October 30, 2019 at 07:37 PM
4 minute read
Uber drivers still aren't employees under new case law and California statutes, according to the San Francisco-based ridesharing company's lawyers.
A Gibson, Dunn & Crutcher team led by Theodore Boutrous Jr. in Los Angeles wrote that "no court has ever found that drivers who use the Uber App are Uber's employees under any standard," responding Tuesday to a motion for preliminary injunction in a case asserting that drivers are misclassified as independent contractors.
Even when applying the ABC test, a three-pronged standard outlined in the California Supreme Court's Dynamex Operations West v.
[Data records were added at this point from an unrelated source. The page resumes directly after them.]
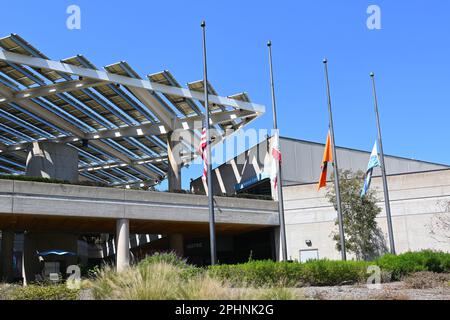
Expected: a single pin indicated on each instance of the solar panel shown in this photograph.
(56, 112)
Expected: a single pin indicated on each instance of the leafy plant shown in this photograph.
(363, 237)
(43, 292)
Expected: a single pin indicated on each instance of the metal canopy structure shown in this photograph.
(125, 118)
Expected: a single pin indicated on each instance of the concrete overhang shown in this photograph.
(35, 206)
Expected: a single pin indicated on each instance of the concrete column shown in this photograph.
(53, 160)
(176, 243)
(7, 255)
(174, 157)
(122, 245)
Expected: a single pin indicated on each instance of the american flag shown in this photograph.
(204, 152)
(276, 154)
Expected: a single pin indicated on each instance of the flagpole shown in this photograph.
(383, 170)
(335, 167)
(212, 230)
(279, 181)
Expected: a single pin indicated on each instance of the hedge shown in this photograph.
(43, 292)
(410, 262)
(327, 272)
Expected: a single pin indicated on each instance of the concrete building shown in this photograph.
(418, 192)
(106, 131)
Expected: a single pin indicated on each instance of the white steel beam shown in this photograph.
(190, 123)
(63, 124)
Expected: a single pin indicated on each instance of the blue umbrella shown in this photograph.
(55, 252)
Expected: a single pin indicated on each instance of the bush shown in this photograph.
(170, 258)
(41, 292)
(406, 263)
(328, 273)
(312, 273)
(158, 281)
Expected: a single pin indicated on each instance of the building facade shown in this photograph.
(419, 191)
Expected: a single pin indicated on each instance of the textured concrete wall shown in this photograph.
(301, 164)
(415, 200)
(53, 160)
(48, 199)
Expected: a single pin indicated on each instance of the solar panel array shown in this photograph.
(92, 109)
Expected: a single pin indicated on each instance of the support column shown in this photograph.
(122, 245)
(174, 157)
(7, 273)
(177, 244)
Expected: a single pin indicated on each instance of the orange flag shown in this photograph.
(327, 157)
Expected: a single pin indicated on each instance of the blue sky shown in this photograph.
(410, 56)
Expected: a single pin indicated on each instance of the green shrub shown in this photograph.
(327, 272)
(170, 258)
(291, 274)
(410, 262)
(44, 292)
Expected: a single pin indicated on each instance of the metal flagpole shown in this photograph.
(383, 170)
(279, 181)
(335, 166)
(212, 229)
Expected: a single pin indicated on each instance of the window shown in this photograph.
(309, 254)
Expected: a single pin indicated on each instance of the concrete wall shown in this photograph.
(300, 164)
(415, 200)
(53, 160)
(47, 199)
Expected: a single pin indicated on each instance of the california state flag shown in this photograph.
(327, 157)
(276, 161)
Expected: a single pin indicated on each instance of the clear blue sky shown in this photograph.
(410, 56)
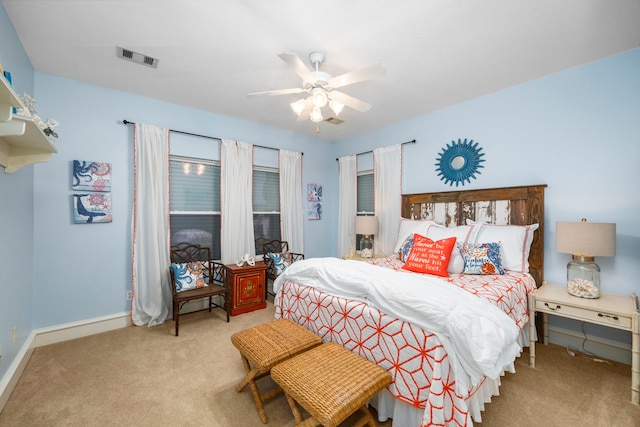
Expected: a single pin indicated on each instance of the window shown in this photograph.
(266, 205)
(195, 203)
(365, 192)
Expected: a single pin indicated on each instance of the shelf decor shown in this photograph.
(459, 162)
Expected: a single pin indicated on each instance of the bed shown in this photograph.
(445, 335)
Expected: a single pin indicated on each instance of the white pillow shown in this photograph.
(515, 243)
(462, 233)
(409, 227)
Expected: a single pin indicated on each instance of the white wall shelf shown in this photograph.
(22, 142)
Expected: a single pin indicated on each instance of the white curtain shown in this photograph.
(387, 164)
(291, 212)
(347, 207)
(151, 301)
(236, 206)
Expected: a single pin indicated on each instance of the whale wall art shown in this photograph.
(93, 205)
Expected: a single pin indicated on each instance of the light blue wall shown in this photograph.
(577, 131)
(86, 268)
(16, 219)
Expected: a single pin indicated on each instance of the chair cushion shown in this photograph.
(188, 275)
(280, 260)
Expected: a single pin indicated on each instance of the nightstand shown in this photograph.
(246, 285)
(616, 311)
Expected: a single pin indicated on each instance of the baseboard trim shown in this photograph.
(10, 379)
(52, 335)
(601, 347)
(69, 331)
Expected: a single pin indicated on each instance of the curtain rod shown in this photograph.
(413, 141)
(127, 122)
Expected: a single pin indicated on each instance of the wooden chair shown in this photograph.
(276, 247)
(212, 278)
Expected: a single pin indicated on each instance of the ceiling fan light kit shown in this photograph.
(320, 87)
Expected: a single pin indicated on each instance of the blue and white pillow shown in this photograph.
(280, 260)
(483, 258)
(188, 275)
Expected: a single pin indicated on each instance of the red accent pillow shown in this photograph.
(430, 257)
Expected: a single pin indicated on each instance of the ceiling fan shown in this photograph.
(320, 87)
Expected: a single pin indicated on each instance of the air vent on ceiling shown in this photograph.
(136, 57)
(334, 120)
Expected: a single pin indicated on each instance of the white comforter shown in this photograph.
(479, 338)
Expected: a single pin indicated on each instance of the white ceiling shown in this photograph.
(212, 53)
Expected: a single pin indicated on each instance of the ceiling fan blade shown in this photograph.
(298, 66)
(350, 101)
(277, 92)
(358, 76)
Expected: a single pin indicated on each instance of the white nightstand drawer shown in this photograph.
(590, 315)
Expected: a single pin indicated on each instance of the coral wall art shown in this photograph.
(91, 176)
(91, 208)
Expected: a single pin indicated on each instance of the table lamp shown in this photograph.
(366, 226)
(584, 241)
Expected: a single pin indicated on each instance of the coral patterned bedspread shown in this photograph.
(422, 371)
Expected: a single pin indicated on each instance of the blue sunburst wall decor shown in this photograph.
(459, 162)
Superior Court decision, the courts still have not wavered on Uber drivers' contractor designation, write Boutrous, Theane Evangelis and Heather Richardson of Gibson Dunn in Los Angeles and Joshua Lipshutz of the firm's Washington, D.C., office.
The Gibson Dunn attorneys claim that Thomas Colopy, who has driven for Uber since 2012 and hopes to represent a class of drivers, "argues only that he is likely to succeed on his contention that Uber has misclassified him because of Dynamex and the passage of AB 5, even though Dynamex was decided almost two years ago and AB 5 does not go into effect until January 1, 2020."
In the court Uber's lawyers also note that AB 5, which codified the Dynamex decision, is still not the law of the land. "Uber reserves the right to present arguments—if and when AB 5 takes effect and becomes relevant—that under AB 5, Colopy (and the putative class of drivers he seeks to represent) are not its employees," they wrote.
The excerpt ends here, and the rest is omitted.